The Global Tour of Innovation Policy: Introduction
Innovation does not take place in a laboratory.
It occurs in a complex web of activities that transpire in board rooms and court rooms, in universities and coffee shops, on Wall St. and on Main St., and it is propelled by history, culture, and national aspirations. Innovation must be understood as an ecosystem. In the natural world life might begin from a tiny cell, but to grow and prosper into a mature organism, that cell needs to be supported, nurtured, and protected in a variety of ways. Likewise, the germ for an innovation can appear anywhere, but it will mature into a real innovation only if it can grow in a supportive social ecosystem.
The idea of an innovation ecosystem builds on the concept of a National Innovation System (NIS) popularized by Columbia University economist Richard Nelson, who describes an NIS as “a set of institutions whose interactions determine the innovative performance… of national firms.” Too often, unfortunately, analysts and policymakers perceive the NIS as the immutable outcome of large historical and cultural forces. And although there is no doubt that these large forces powerfully shape an NIS, many aspects of an NIS can be recast with deliberate action.
Among the essential components of an NIS are social norms and value systems, especially those concerning attitudes toward failure, social mobility, and entrepreneurship, and these cannot be changed quickly or easily—but they can change. Other critical components are clearly conscious human creations and are obviously subject to change; these include rules that protect intellectual property and the regulations and incentives that structure capital, labor, financial, and consumer markets. Public policy can improve innovation-led growth by strengthening links within the system. Intermediating institutions, such as public-private partnerships, can play a key role in this regard by aligning the actions of key players in the system such as universities, laboratories, and large companies, in conjunction with the self-interest of venture capitalists, entrepreneurs, and other participants with national objectives. Some systems underemphasize the role of the public sector in providing R&D funds and support for commercialization activities; other systems sometimes overlook the framework conditions required to encourage risk, mitigate failure, and reward success.
Paradoxically, international cooperation is a hallmark of scientific progress, technology development, and the production of final goods. At the same time, there is fierce international competition for the growth industries of the future with the jobs, new opportunities, and synergies that high-tech industries bring to a national economy. In the past, many nations believed that their innovation systems were largely immutable, reflecting distinct national traditions. The winds of globalization have changed that perspective. The articles that follow describe the efforts of a handful of nations to deliberately shape their NIS. They are all works in progress that illustrate that there is no perfect innovation ecosystem. Each country is struggling to determine what can be changed and what must be accommodated in its particular circumstances. What works in one context will not necessarily work in another. What works in one decade will not necessarily work in the next. And with the global economic systems always in flux, every country must be ready to reexamine and revise its policies. These articles contain no easy answers.

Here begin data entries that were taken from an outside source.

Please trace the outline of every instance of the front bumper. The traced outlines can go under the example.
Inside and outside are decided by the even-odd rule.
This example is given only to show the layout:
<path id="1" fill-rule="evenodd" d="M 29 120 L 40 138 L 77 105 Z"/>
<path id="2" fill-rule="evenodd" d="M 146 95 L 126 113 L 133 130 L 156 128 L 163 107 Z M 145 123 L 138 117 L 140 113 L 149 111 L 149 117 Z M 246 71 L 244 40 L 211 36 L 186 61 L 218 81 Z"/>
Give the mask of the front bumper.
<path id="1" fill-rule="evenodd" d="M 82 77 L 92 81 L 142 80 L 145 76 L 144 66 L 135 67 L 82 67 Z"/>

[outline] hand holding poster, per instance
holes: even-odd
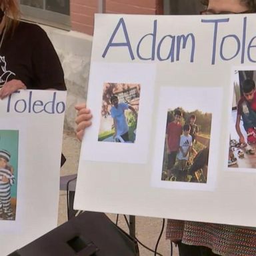
[[[87,97],[93,123],[82,145],[75,207],[256,225],[254,146],[234,151],[229,143],[242,143],[243,124],[233,120],[243,93],[234,93],[234,81],[243,86],[255,69],[255,22],[252,15],[96,16]],[[134,143],[98,139],[106,83],[140,86]],[[131,93],[124,87],[108,96],[109,136],[111,97],[121,102]],[[241,133],[250,144],[249,133]],[[231,149],[237,160],[245,152],[235,172]]]
[[[0,101],[1,255],[56,227],[65,95],[27,90]]]

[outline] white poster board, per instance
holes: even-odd
[[[229,147],[238,140],[234,99],[242,96],[234,85],[238,79],[239,91],[237,75],[256,70],[255,22],[254,15],[96,15],[93,125],[82,144],[75,209],[256,227],[256,155],[242,149],[238,159],[240,149]],[[133,123],[125,112],[135,126],[129,143],[113,142],[113,95],[124,112],[136,108]],[[194,143],[191,161],[177,160],[169,174],[165,136],[177,109],[183,129],[197,116],[201,147]],[[237,159],[231,165],[229,148]],[[192,171],[199,152],[209,157]]]
[[[0,100],[0,158],[2,149],[9,152],[5,168],[11,166],[15,178],[11,213],[0,216],[1,255],[57,226],[65,97],[65,91],[27,90]]]

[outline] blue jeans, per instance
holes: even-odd
[[[249,128],[256,127],[256,113],[245,101],[242,103],[241,107],[241,116],[245,131],[247,131]]]

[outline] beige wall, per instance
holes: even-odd
[[[71,29],[93,33],[93,16],[98,12],[97,0],[70,1]],[[162,14],[163,0],[105,0],[105,13]]]

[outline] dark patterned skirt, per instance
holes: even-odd
[[[166,239],[211,248],[223,256],[256,256],[256,229],[168,219]]]

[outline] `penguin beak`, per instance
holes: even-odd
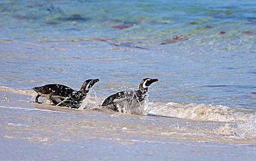
[[[151,83],[153,83],[154,82],[155,82],[156,81],[158,81],[158,79],[152,79],[151,81],[150,81],[150,82]]]

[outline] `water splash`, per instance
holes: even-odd
[[[168,103],[165,105],[151,104],[148,113],[181,118],[200,121],[210,121],[231,123],[244,123],[250,119],[253,114],[231,112],[231,108],[221,105],[189,104],[184,104]]]

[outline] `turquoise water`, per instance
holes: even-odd
[[[49,83],[79,89],[85,80],[99,78],[85,107],[89,108],[118,91],[137,88],[143,78],[157,78],[149,87],[148,114],[206,121],[202,127],[216,121],[216,129],[224,129],[207,140],[224,144],[223,149],[229,145],[219,141],[222,138],[255,143],[256,7],[254,0],[1,1],[0,86],[2,90],[31,93],[32,87]],[[4,99],[6,94],[1,94]],[[33,94],[22,100],[28,101]],[[41,108],[34,103],[13,104],[0,103]],[[53,110],[47,104],[44,109]],[[18,117],[15,114],[24,110],[17,109],[11,113],[2,110],[2,115]],[[5,122],[14,123],[4,118]],[[190,130],[184,131],[196,138],[202,135]]]

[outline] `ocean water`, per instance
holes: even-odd
[[[252,0],[0,1],[0,159],[254,159],[256,8]],[[145,78],[159,81],[144,115],[100,109]],[[78,90],[96,78],[84,109],[34,102],[34,86]]]

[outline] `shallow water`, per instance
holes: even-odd
[[[41,147],[49,154],[46,159],[57,153],[56,160],[63,159],[59,155],[64,151],[51,150],[60,146],[88,153],[110,147],[110,151],[98,151],[102,158],[91,154],[89,159],[108,159],[116,150],[125,159],[150,155],[154,157],[152,160],[159,156],[163,160],[226,160],[228,156],[219,154],[223,150],[226,156],[240,154],[238,158],[252,158],[256,138],[254,3],[0,2],[0,106],[5,129],[1,139],[6,146],[19,140],[14,146],[20,150],[28,141],[28,149],[37,147],[38,152]],[[137,89],[147,77],[159,80],[149,88],[147,116],[29,102],[34,101],[34,86],[59,83],[78,90],[85,80],[99,78],[83,105],[97,109],[110,95]],[[88,120],[91,121],[86,125]],[[73,132],[64,132],[63,121]],[[116,126],[110,127],[109,122]],[[27,126],[33,128],[23,131]],[[46,131],[39,130],[43,126]],[[121,141],[113,140],[113,132]],[[170,148],[176,150],[167,152]],[[191,158],[170,157],[185,150]],[[17,158],[2,155],[2,158],[20,156],[17,151],[6,150]]]

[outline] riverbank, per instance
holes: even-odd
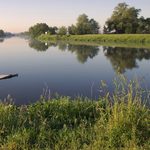
[[[37,38],[43,42],[82,42],[104,46],[150,48],[150,34],[91,34],[91,35],[45,35]]]
[[[141,103],[141,92],[136,89],[133,95],[133,84],[127,92],[122,88],[98,101],[59,97],[22,106],[1,102],[0,149],[148,150],[150,109]]]

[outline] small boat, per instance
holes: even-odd
[[[18,74],[0,74],[0,80],[18,77]]]

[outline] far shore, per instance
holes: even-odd
[[[150,48],[150,34],[87,34],[87,35],[50,35],[37,37],[42,42],[68,42],[90,45]]]

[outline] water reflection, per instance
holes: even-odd
[[[137,68],[137,60],[150,59],[149,49],[103,47],[103,50],[114,70],[120,73],[124,73],[127,69]]]
[[[57,47],[61,51],[75,53],[78,62],[84,64],[88,59],[98,55],[100,47],[93,45],[81,45],[65,42],[43,43],[30,40],[29,46],[37,51],[46,51],[49,47]],[[116,72],[124,73],[127,69],[138,68],[137,60],[150,59],[150,50],[143,48],[106,47],[103,46],[104,55],[110,60]]]
[[[88,58],[92,59],[98,55],[99,47],[98,46],[89,46],[89,45],[78,45],[78,44],[67,44],[65,42],[57,43],[43,43],[37,40],[30,40],[29,46],[34,48],[37,51],[46,51],[49,47],[58,47],[61,51],[70,51],[77,55],[77,60],[80,63],[87,62]]]

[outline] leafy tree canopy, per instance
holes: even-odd
[[[5,36],[5,33],[3,30],[0,30],[0,37],[3,37],[3,36]]]
[[[40,36],[49,31],[49,26],[46,23],[37,23],[29,28],[29,33],[32,37]]]
[[[115,7],[112,16],[105,23],[107,31],[115,33],[136,33],[140,11],[140,9],[130,7],[126,3],[119,3]]]
[[[86,14],[79,15],[76,25],[68,27],[69,34],[98,34],[99,24],[94,19],[89,19]]]
[[[62,26],[58,29],[58,35],[66,35],[67,34],[67,28],[65,26]]]

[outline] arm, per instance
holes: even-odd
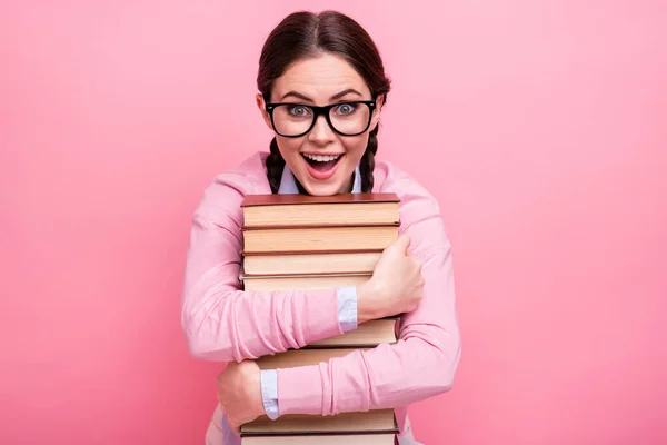
[[[422,264],[424,298],[404,316],[399,340],[315,366],[277,370],[279,415],[330,415],[406,406],[454,382],[460,339],[450,243],[436,205],[409,225],[409,253]],[[359,301],[361,305],[362,301]]]
[[[241,362],[342,334],[350,307],[345,289],[240,290],[242,210],[248,181],[220,175],[195,211],[181,300],[181,324],[196,357]],[[349,318],[349,316],[348,316]],[[342,327],[341,327],[342,325]]]

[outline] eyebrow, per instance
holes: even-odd
[[[329,100],[336,100],[336,99],[340,99],[341,97],[344,97],[344,96],[346,96],[346,95],[349,95],[349,93],[355,93],[355,95],[357,95],[357,96],[361,97],[361,93],[360,93],[359,91],[357,91],[357,90],[356,90],[356,89],[354,89],[354,88],[348,88],[348,89],[346,89],[346,90],[342,90],[342,91],[340,91],[340,92],[338,92],[338,93],[336,93],[336,95],[331,96],[331,97],[329,98]],[[295,97],[295,98],[297,98],[297,99],[307,100],[307,101],[309,101],[309,102],[315,102],[315,100],[312,100],[312,99],[311,99],[311,98],[309,98],[308,96],[306,96],[306,95],[301,95],[300,92],[297,92],[297,91],[288,91],[288,92],[286,92],[285,95],[282,95],[282,97],[280,98],[280,100],[282,101],[282,100],[285,100],[285,99],[286,99],[286,98],[288,98],[288,97]]]

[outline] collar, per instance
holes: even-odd
[[[361,174],[359,171],[359,165],[355,168],[355,181],[352,182],[352,194],[358,194],[361,191]],[[278,188],[279,195],[298,195],[299,189],[297,188],[297,182],[295,180],[295,176],[285,164],[285,168],[282,169],[282,177],[280,178],[280,187]]]

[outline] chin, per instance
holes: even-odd
[[[306,185],[303,186],[306,191],[312,196],[332,196],[338,195],[342,188],[341,184],[318,184],[318,185]]]

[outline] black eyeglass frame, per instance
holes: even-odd
[[[329,116],[329,111],[331,110],[331,108],[334,107],[340,107],[341,105],[357,105],[357,103],[364,103],[368,107],[369,109],[369,113],[368,113],[368,122],[366,122],[366,127],[364,128],[364,130],[359,131],[359,132],[355,132],[355,134],[347,134],[347,132],[342,132],[336,129],[336,127],[334,127],[334,123],[331,123],[331,117]],[[279,107],[279,106],[295,106],[295,107],[306,107],[312,110],[312,122],[310,123],[310,127],[308,127],[308,129],[306,131],[303,131],[302,134],[299,135],[283,135],[280,131],[278,131],[278,129],[276,128],[276,122],[273,121],[273,110]],[[359,136],[362,135],[364,132],[366,132],[368,130],[368,128],[370,127],[370,122],[372,120],[372,113],[377,108],[377,103],[376,103],[376,99],[372,100],[346,100],[345,102],[337,102],[337,103],[330,103],[330,105],[325,105],[322,107],[318,107],[315,105],[307,105],[307,103],[296,103],[296,102],[276,102],[276,103],[267,103],[265,109],[267,110],[267,112],[269,113],[269,116],[271,117],[271,126],[273,127],[273,131],[276,131],[277,135],[282,136],[283,138],[300,138],[303,135],[307,135],[308,132],[310,132],[310,130],[312,130],[312,128],[315,127],[315,123],[317,122],[317,119],[321,116],[325,117],[325,119],[327,119],[327,123],[329,125],[329,128],[331,130],[334,130],[335,132],[337,132],[340,136]]]

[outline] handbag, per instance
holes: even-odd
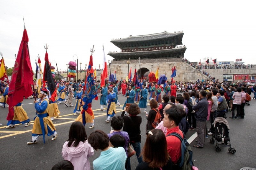
[[[127,153],[128,154],[128,158],[135,155],[135,154],[136,153],[136,152],[134,150],[133,148],[132,147],[130,143],[128,145],[128,147],[127,148]]]

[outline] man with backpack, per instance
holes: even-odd
[[[177,107],[172,107],[165,110],[165,114],[163,119],[164,126],[167,128],[166,140],[167,150],[174,166],[179,167],[177,165],[179,159],[181,156],[180,141],[176,137],[168,135],[176,132],[184,137],[183,133],[179,127],[179,124],[181,120],[181,113]],[[173,168],[176,169],[177,168]]]

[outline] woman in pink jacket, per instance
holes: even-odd
[[[80,122],[75,122],[69,129],[68,139],[63,145],[63,158],[71,162],[74,169],[90,170],[88,158],[93,155],[94,150],[87,141],[84,127]]]

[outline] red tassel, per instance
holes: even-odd
[[[49,59],[48,58],[48,53],[47,52],[45,53],[45,56],[44,57],[44,61],[48,61]]]

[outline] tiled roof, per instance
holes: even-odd
[[[110,52],[108,55],[115,58],[116,60],[126,60],[129,58],[150,58],[164,57],[176,57],[184,55],[187,48],[185,46],[176,48],[165,49],[136,51],[134,52]]]
[[[136,41],[149,41],[157,40],[165,38],[174,38],[178,37],[184,34],[183,31],[181,31],[174,33],[167,33],[165,31],[163,33],[143,35],[132,36],[130,35],[128,37],[120,39],[114,39],[110,42],[112,43],[132,42]]]

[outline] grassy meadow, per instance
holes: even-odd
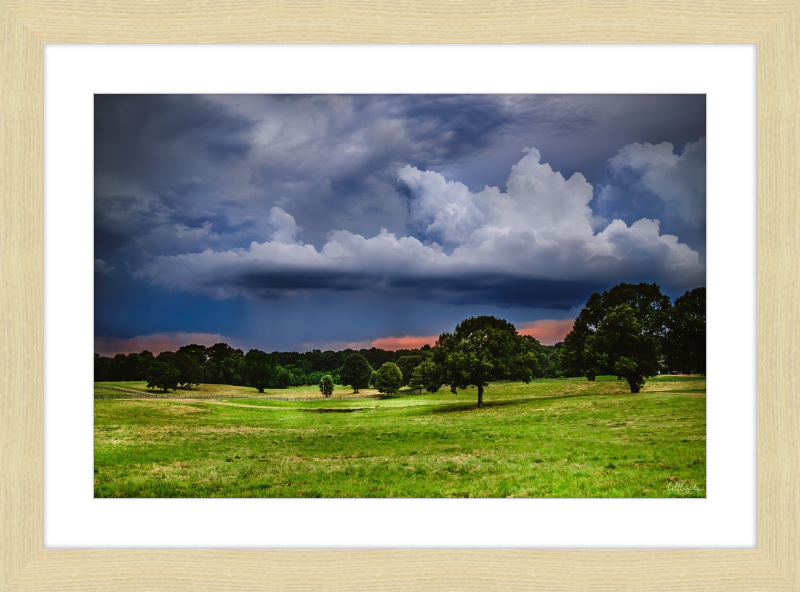
[[[201,385],[184,400],[97,399],[94,492],[705,497],[705,388],[705,377],[651,379],[638,394],[616,377],[493,383],[482,409],[474,388],[337,400],[352,394],[337,386],[322,400],[316,387]]]

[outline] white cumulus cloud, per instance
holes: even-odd
[[[648,162],[670,162],[666,151],[654,154]],[[624,158],[633,162],[634,156],[628,151]],[[535,149],[512,167],[506,191],[472,192],[410,166],[399,169],[398,179],[409,195],[406,236],[386,229],[372,237],[333,230],[317,250],[297,242],[294,217],[274,207],[271,240],[247,249],[156,257],[136,275],[222,299],[409,286],[464,293],[471,278],[489,276],[496,290],[504,281],[623,281],[664,274],[691,283],[705,273],[698,253],[676,236],[660,234],[658,220],[630,226],[614,220],[595,233],[592,186],[580,173],[565,179],[541,163]]]

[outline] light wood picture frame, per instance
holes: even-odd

They offer something much more useful: candid and perceptive discussion of the successes and failures that are slowly leading all of us to a better understanding of how innovation can be tapped and directed to achieve human goals.
This collection of articles is an outgrowth of the Board on Science, Technology, and Economic Policy’s project on Comparative Innovation Policy: Best Practice for the 21st Century, which is an effort to better understand what leading countries and regions around the world are doing to enhance the operation of their innovation systems. The project’s publications include Innovation Policies for the 21st Century; India’s Changing Innovation System: Achievements, Challenges, and Opportunities for Cooperation; Innovative Flanders: Synergies in Regional and National Innovation Policies in the Global Economy; and Creating 21st Century Innovation Systems in Japan and the United States: Lessons from a Decade of Change.